If something is missing from the list of exclusions then it will just also validate as an extension, meaning the configuration doesn't get checked.
Additionally, if you make a typo in an identifier it will also just be considered an extension and validate successfully.
We could update zarr-extensions to include separate schemas for the core ids also.
I wasn't aware of the
zarr-extensionsrepo until after I submitted this PR. My initial preference would be to keep the JSON schema in the same repository otherwise it's (even more) likely to fall out of date as the spec evolves.
Putting the separate schemas in this repo instead would also be fine, or zarr-extensions could even be merged into this repo.
But it'd be good to figure out some way to share what's already be done there (CI / tooling maybe?) with what's proposed here. I'll take a closer look when I get a chance.
That repo basically has the complement of what you have here represented as a schema.
If something is missing from the list of exclusions then it will just also validate as an extension, meaning the configuration doesn't get checked.
Mmm here's what I had in mind: With a diff like this that "forgets" to add default to the list of exclusions:
❯ git diff
diff --git a/json-schema/array.json b/json-schema/array.json
index c9d2085..f69dd1c 100644
--- a/json-schema/array.json
+++ b/json-schema/array.json
@@ -559,7 +559,6 @@
"type": "string",
"not": {
"enum": [
- "default",
"v2"
]
}
We get an error, thanks to that that matching both the default and extension chunk key encodings:
❯ check-jsonschema --schemafile json-schema/array.json examples/air_temperature.zarr/air/zarr.json --verbose
Schema validation errors were encountered.
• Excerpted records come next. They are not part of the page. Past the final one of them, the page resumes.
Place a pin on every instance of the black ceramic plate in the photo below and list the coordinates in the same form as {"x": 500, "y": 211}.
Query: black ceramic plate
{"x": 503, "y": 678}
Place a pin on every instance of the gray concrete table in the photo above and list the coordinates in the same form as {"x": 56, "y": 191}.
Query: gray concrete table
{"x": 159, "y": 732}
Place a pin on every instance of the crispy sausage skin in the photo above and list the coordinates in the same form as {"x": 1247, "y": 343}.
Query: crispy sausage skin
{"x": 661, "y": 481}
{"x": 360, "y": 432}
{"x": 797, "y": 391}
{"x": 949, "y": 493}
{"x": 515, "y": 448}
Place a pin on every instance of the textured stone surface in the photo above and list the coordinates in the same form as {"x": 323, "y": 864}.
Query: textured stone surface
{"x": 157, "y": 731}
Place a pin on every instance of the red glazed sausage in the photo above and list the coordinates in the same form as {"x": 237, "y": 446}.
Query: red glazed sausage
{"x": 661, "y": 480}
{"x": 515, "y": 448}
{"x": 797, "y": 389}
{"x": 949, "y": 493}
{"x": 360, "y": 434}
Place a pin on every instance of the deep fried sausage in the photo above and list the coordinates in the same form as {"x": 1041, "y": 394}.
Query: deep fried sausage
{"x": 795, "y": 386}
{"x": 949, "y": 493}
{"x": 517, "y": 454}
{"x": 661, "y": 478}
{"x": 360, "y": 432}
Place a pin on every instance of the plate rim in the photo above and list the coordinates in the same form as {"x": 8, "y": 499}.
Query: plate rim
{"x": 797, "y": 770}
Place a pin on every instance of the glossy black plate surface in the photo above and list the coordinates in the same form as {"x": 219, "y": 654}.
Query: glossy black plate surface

examples/air_temperature.zarr/air/zarr.json::$.chunk_key_encoding: {'name': 'default', 'configuration': {'separator': '/'}} is valid under each of {'$ref': '#/$defs/extension_chunk_key_encoding'}, {'$ref': '#/$defs/default_chunk_key_encoding'}
But if I forget to add v2 instead, then this passes. Maybe that's what you were saying? I guess if we have 100% coverage of the core spec then we'd be OK...
What do you think about a tool that checks that we didn't forget any keys, rather than generating the json-schema files? That sounds pretty straightforward to write and run in CI.
Additionally, if you make a typo in an identifier it will also just be considered an extension and validate successfully.
Yeah, that seems like a problem... But the core schema can't know anything about the extension schemas, I think. I'm not an expert on json-schema, but perhaps this is why STAC includes a stac_extensions array in its core spec, and STAC-specific tools know to load all of the json-schemas at those URIs and validate the document against each (xref https://github.com/zarr-developers/zarr-specs/issues/316).
Thanks, @TomAugspurger! Happy to help get the permanent, resolvable URI. (My instinct is to put all of this under a v3/ directory.)